One of the species marketed but not bred in Italy is the "Theba Pisana," called "Bovoletto" (Veneto), "Cozzella di Campagna" (Campania and Puglia), "Cioga Minudda" (Sardinia), and "Babbaluccio" (Sicily).

It is a very small snail, each one weighing about 3 grams each (so 300 pieces per kilogram). It is a very tender meat which is cooked quickly in a pan for a few minutes and flavored with chilli, parsley or other aromatic herbs. It is sucked along with the sauce as the mollusc extraction is quite difficult. It is not bred due to it's small size. This species can be gathered in nature without limitation: there are no laws or prohibitions regarding this. It is found and collected above all in southern and island areas. The shell is robust, globular, slightly crushed in the young ones, with a diameter of 15-20 mm, a height of 10-15 mm, and has 5-6 slightly convex swirls. The color of the shell is whitish and has porcelain specs, and some have brown stripes of varying thickness. When these brown stripes are present they can be in the form of unbroken or dotted spirals, or small radial spots. The foot is light in color.

It differs from other similar species such as Cernuella Virgata and Eobania Vermiculata for it's very small and almost completely covered navel and for the oblique, pink, rounded, sometimes slightly sharp, complete covering in adult specimens.

This species is spread throughout the Mediterranean basin. It has been introduced in several other areas including northern Europe, North America, parts of Africa, Asia, and Australia - where it has often become an invasive species causing serious problems for agriculture. It is a typical species of dune environments, but moves towards the centre -  especially in the vicinity of rivers. It is not uncommon find it in anthropic environments.


Helix Aperta are know as "Monacella" in Puglia and "Monzetta" in Sardinia. They are smal in size: 22-26 mm long, making it one of the smaller Helix species. Its shell is brownish-green coloured with three or four whorls, the first of which is very curly and the last of which is much wider. The aperture is crescent-shaped and does not feature any columellar hole. The colour of the meat is yellowish and slightly dark. During warm periods, the snails have a white, bulging operculum. In Italy they are common in some areas of Liguria and in almost the whole of Southern Italy, Sicily, and Sardinia. As far as the Mediterranean area is concerned, Helix Aperta snails can be found in Tunisia, Marocco, Algeria and at the seaside areas of the former territories of Yugoslavia and Southern France - where they are known as “Torpado."

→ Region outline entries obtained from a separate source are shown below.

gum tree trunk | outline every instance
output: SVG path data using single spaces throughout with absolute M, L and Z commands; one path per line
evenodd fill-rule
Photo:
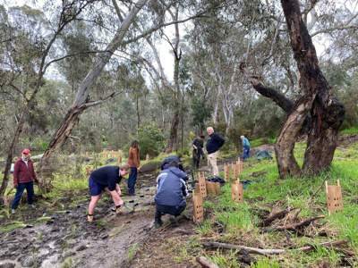
M 64 117 L 60 127 L 53 136 L 47 149 L 41 158 L 40 180 L 41 184 L 43 184 L 44 186 L 47 186 L 47 188 L 49 188 L 50 186 L 50 183 L 46 180 L 48 178 L 47 168 L 49 166 L 50 157 L 53 153 L 62 145 L 64 145 L 64 142 L 67 140 L 68 137 L 71 135 L 72 129 L 75 127 L 78 121 L 80 120 L 80 115 L 83 113 L 83 111 L 90 106 L 100 103 L 100 101 L 89 101 L 90 88 L 99 77 L 103 68 L 109 62 L 115 51 L 122 45 L 125 33 L 127 32 L 132 21 L 135 20 L 137 13 L 143 7 L 147 1 L 148 0 L 139 0 L 133 5 L 133 8 L 124 20 L 121 27 L 118 29 L 111 42 L 107 46 L 105 50 L 106 52 L 98 54 L 93 67 L 81 83 L 72 105 L 68 110 L 66 116 Z M 47 188 L 44 189 L 47 190 Z
M 297 128 L 294 131 L 287 131 L 287 123 L 303 126 L 303 122 L 310 111 L 311 128 L 309 130 L 307 148 L 304 156 L 303 174 L 316 174 L 328 168 L 333 159 L 337 147 L 338 129 L 344 119 L 343 105 L 331 95 L 326 78 L 323 76 L 317 58 L 311 38 L 303 23 L 300 4 L 297 0 L 281 0 L 287 29 L 290 36 L 291 46 L 300 72 L 300 87 L 303 92 L 302 104 L 303 113 L 294 110 L 284 128 L 276 145 L 278 170 L 281 178 L 288 174 L 296 174 L 297 163 L 293 155 L 292 142 L 297 138 Z M 301 101 L 299 101 L 300 103 Z M 300 107 L 301 104 L 297 107 Z M 289 137 L 292 135 L 293 137 Z M 287 140 L 290 141 L 287 144 Z M 286 148 L 286 146 L 289 148 Z M 287 151 L 291 151 L 287 154 Z

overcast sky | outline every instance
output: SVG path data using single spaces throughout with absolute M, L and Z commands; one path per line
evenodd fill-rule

The meat is tender and is sold only in warm periods when snails bury themselves. These snails are traditionally cooked at home and during local festivals despite being expensive.

The full organic cycle method has not reached satisfying and efficient results with this species yet even though several attempts have been made in different regions. The main problem is the aestivation, which occurs exclusively underground (up to 30cm deep) and only in natural environments. Picking is therefore difficult and jeopardises the snail's survival. These snails must therefore be regenerated again - bringing ensuing costs and longer breeding times compared to other species. The commercial relevance of Helix Aperta snails in Italy should not be underestimated: 5,000 tons, 90% of which is imported from Tunisia - owing to lower labour costs and picking being carried out in the wild.